Former garbage dump transformed

| 19 Jun 2024 | 08:24

    Fifteen years ago, Dave Watson-Hallowell, then president of Sustainable West Milford, and I, an herbalist, author and educator, walked the triangle at the intersection of Clinton Road and Warwick Turnpike.

    I tried to envision how we might remove all the garbage and poison ivy covering virtually every inch of the land and turn it into an educational, medicinal herb garden.

    Against all odds, with a small core group of helpers; many volunteers, including my students; and several hard-won grants from Passaic County’s Dig In program, along with a start-up grant from United Plant Savers Native Plant/Botanical Sanctuary program, we created and maintained the Native and Wild Medicinal plant garden, later re-dedicated as the Douglass Memorial Garden, for my beloved partner, who’d put in many hours of labor and teaching there.

    Our garden was open to all, and countless hours of love and labor created it. Hundreds of volunteers from New Jersey, New York, Pennsylvania and Connecticut came to work and attended our free educational programs. I often met people at local shops, restaurants, post office, etc. who told me how much they enjoyed and appreciated the garden.

    Sadly, from the beginning, our efforts were poorly supported by our town, with new trees mowed down numerous times and then complaints about messiness dogging us, lack of understanding about water catchment and compost piles from some neighbors.

    It was daunting but we persevered.
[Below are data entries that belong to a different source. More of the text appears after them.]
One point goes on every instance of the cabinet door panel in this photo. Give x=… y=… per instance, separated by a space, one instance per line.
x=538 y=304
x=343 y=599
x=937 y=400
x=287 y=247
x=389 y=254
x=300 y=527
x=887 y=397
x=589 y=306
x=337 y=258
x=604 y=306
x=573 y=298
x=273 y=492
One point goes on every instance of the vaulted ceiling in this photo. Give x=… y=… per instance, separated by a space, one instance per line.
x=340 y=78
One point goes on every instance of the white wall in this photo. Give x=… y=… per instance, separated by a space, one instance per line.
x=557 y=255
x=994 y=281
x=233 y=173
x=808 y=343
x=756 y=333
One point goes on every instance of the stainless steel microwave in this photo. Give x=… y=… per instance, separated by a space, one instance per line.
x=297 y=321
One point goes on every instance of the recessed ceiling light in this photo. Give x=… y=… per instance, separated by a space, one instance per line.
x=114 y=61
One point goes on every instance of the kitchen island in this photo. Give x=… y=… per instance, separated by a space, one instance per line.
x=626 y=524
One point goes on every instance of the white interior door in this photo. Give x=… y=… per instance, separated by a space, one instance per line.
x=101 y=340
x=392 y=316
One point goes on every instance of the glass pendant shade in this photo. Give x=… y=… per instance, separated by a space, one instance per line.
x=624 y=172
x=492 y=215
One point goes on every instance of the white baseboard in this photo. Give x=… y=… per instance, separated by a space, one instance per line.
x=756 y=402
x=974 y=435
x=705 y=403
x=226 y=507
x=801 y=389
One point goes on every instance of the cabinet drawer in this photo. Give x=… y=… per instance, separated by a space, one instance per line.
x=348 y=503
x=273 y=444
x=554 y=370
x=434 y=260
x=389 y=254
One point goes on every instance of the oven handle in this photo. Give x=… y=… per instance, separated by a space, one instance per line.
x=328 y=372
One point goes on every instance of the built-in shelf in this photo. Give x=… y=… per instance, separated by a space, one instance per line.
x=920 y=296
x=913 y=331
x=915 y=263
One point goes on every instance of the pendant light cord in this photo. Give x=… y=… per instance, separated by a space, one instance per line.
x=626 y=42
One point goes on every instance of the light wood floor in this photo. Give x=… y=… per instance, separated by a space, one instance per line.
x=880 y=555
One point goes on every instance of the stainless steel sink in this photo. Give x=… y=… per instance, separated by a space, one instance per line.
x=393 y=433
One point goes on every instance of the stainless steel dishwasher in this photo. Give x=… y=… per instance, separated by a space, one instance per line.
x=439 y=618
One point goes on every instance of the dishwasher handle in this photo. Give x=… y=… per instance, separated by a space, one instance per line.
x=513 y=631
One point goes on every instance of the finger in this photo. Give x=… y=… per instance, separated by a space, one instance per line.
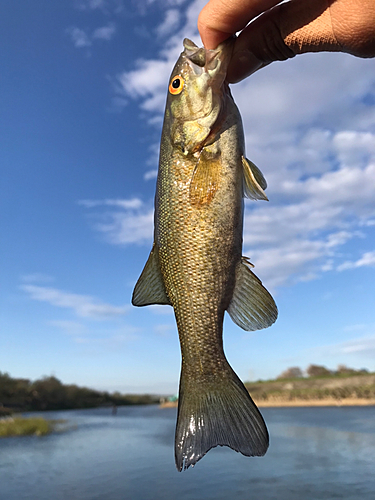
x=286 y=30
x=221 y=18
x=296 y=27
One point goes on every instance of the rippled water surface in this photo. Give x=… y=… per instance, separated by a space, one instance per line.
x=315 y=453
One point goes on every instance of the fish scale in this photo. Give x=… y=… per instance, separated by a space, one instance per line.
x=196 y=262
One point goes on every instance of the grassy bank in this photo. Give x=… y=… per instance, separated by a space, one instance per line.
x=314 y=391
x=21 y=426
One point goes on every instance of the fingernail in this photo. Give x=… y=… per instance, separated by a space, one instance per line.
x=243 y=64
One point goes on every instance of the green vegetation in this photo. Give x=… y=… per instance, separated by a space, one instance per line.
x=26 y=426
x=319 y=384
x=48 y=393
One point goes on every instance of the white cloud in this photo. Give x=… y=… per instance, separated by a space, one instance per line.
x=170 y=23
x=106 y=6
x=132 y=203
x=364 y=346
x=81 y=38
x=73 y=328
x=367 y=259
x=36 y=277
x=311 y=135
x=82 y=305
x=131 y=221
x=105 y=32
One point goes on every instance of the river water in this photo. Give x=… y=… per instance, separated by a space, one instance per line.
x=315 y=453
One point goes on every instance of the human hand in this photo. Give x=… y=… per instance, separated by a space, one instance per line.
x=285 y=30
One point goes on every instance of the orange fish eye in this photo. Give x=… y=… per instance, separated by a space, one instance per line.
x=176 y=85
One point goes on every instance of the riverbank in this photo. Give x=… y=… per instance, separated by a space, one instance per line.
x=31 y=426
x=334 y=390
x=281 y=403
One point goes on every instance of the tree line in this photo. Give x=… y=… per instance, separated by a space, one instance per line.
x=320 y=371
x=49 y=393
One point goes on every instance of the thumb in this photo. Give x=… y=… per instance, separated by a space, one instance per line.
x=296 y=27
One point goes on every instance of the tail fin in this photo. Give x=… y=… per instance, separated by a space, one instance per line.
x=217 y=413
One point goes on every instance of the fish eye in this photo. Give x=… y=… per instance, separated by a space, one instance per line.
x=176 y=85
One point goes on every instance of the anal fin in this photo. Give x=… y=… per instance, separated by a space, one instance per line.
x=254 y=182
x=150 y=288
x=252 y=306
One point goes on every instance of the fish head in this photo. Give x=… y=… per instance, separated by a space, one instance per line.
x=196 y=94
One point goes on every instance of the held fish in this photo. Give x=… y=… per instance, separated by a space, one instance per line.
x=196 y=262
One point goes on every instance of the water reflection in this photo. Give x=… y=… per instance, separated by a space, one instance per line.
x=320 y=453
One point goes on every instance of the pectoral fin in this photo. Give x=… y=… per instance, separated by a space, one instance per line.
x=205 y=180
x=150 y=287
x=252 y=307
x=254 y=182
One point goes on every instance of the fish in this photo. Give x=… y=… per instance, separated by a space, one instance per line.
x=196 y=263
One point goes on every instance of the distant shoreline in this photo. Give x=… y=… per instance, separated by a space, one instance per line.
x=316 y=402
x=299 y=403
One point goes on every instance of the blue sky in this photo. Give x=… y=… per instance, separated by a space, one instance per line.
x=83 y=85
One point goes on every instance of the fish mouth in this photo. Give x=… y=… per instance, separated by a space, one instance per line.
x=214 y=62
Our garden was recognized and awarded a grant by the Passaic County Commissioners, the only medicinal herb garden to get this grant, and I had the honor of accepting the governor’s Jefferson Award in recognition of outstanding volunteer benefit to one’s community.
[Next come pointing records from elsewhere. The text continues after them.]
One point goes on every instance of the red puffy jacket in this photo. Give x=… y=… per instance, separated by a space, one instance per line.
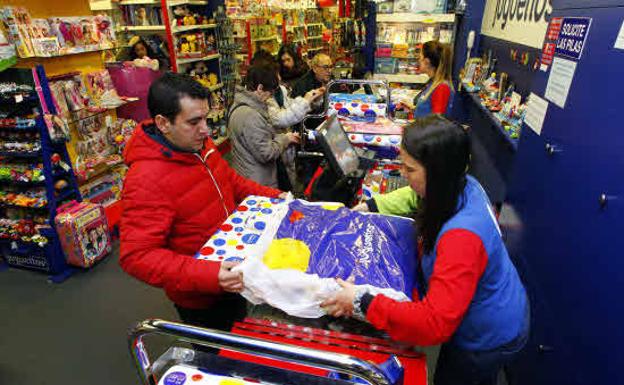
x=172 y=202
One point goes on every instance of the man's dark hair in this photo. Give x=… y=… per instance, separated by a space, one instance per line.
x=264 y=75
x=443 y=149
x=165 y=94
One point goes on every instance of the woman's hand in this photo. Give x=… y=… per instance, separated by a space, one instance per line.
x=342 y=303
x=314 y=95
x=362 y=207
x=293 y=138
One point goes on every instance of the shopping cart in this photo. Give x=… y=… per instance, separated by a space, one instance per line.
x=202 y=361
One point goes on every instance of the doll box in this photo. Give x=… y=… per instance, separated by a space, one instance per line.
x=83 y=232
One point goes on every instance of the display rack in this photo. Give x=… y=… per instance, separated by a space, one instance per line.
x=45 y=254
x=398 y=39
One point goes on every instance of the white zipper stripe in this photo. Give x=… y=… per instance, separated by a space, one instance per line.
x=203 y=160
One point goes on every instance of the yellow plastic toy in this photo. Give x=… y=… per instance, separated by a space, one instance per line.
x=287 y=253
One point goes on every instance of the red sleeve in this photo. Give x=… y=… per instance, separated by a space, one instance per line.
x=439 y=98
x=145 y=225
x=460 y=262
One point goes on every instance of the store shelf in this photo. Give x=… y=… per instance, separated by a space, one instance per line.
x=8 y=154
x=142 y=28
x=186 y=28
x=220 y=140
x=139 y=2
x=22 y=184
x=474 y=96
x=415 y=18
x=73 y=53
x=193 y=60
x=215 y=87
x=66 y=195
x=187 y=2
x=4 y=204
x=398 y=78
x=274 y=37
x=77 y=116
x=18 y=99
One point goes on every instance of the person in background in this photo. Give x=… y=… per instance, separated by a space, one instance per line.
x=436 y=97
x=256 y=146
x=285 y=112
x=469 y=297
x=177 y=192
x=292 y=66
x=317 y=77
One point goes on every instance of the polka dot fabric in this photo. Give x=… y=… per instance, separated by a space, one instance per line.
x=240 y=231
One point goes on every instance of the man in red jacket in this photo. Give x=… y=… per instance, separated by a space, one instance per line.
x=177 y=192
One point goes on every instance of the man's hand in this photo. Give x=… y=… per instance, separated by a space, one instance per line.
x=342 y=303
x=362 y=207
x=293 y=138
x=228 y=280
x=312 y=96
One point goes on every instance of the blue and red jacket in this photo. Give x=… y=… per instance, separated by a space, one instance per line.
x=473 y=296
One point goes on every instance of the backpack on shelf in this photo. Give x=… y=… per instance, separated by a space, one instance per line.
x=83 y=232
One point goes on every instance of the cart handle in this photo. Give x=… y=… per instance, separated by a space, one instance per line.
x=217 y=339
x=333 y=82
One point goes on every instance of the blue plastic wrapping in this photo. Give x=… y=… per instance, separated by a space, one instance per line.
x=375 y=249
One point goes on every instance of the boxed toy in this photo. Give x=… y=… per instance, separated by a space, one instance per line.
x=83 y=232
x=291 y=251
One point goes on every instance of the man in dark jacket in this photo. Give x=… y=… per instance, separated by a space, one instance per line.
x=177 y=192
x=318 y=76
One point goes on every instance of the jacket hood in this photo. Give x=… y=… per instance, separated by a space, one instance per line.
x=147 y=144
x=245 y=97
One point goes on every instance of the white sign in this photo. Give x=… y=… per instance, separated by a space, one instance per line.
x=619 y=41
x=518 y=21
x=560 y=80
x=536 y=112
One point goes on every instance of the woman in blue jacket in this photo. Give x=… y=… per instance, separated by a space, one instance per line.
x=470 y=297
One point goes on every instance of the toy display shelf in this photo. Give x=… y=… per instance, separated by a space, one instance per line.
x=29 y=255
x=20 y=154
x=187 y=2
x=274 y=37
x=139 y=2
x=142 y=28
x=496 y=122
x=415 y=18
x=186 y=28
x=192 y=60
x=77 y=116
x=402 y=78
x=215 y=87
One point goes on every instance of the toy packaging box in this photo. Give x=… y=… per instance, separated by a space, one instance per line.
x=354 y=106
x=83 y=232
x=291 y=251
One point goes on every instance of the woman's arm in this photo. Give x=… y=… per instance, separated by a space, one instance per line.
x=439 y=98
x=297 y=109
x=460 y=263
x=403 y=202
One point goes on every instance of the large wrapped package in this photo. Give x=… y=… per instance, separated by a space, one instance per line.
x=292 y=251
x=83 y=232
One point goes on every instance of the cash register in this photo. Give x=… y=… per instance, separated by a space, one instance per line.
x=345 y=166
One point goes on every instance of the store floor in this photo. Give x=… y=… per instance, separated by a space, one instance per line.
x=74 y=332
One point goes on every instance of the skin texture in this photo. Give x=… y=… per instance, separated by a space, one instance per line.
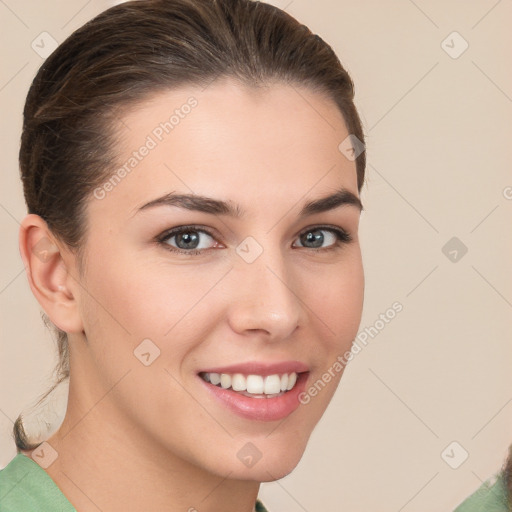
x=153 y=428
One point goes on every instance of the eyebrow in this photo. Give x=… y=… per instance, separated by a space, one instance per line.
x=342 y=197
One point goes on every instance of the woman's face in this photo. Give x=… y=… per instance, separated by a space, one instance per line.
x=203 y=261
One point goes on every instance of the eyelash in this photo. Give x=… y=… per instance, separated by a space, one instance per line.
x=342 y=238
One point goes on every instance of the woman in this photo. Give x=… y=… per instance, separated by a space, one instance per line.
x=192 y=171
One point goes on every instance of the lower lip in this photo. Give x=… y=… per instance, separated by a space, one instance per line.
x=262 y=409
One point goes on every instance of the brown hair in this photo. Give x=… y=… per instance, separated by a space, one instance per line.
x=121 y=57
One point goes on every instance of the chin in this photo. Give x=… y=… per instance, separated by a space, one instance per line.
x=271 y=462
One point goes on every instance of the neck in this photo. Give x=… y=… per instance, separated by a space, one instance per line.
x=106 y=463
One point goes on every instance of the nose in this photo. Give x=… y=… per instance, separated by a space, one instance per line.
x=264 y=301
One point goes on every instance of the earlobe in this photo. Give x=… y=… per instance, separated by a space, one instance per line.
x=48 y=274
    I turned the garden over to master gardener Karen Longo and John Harrison in 2018 but continuing problems and lack of clear communication from the Beautification Committee regarding how to resolve them, as well as some sudden shift in contract being required, have made continuing the garden impossible for Karen and John.

    I needed to speak to the tremendous loss to the community that this is. We brought a piece of neglected land to life, rebuilding the dead soil, making habitat for small animals and birds, planting rare botanicals that were raised from seed to help them repopulate in the wild, and building community through work days, parties and educational outdoor classes.

    I would think that our town’s Beautification Committee would do better to recognize and support our efforts, not hamper them.

    What will happen to this former garbage dump that was transformed into a thriving medicinal herb garden now? Nothing? Something even better? Let’s see.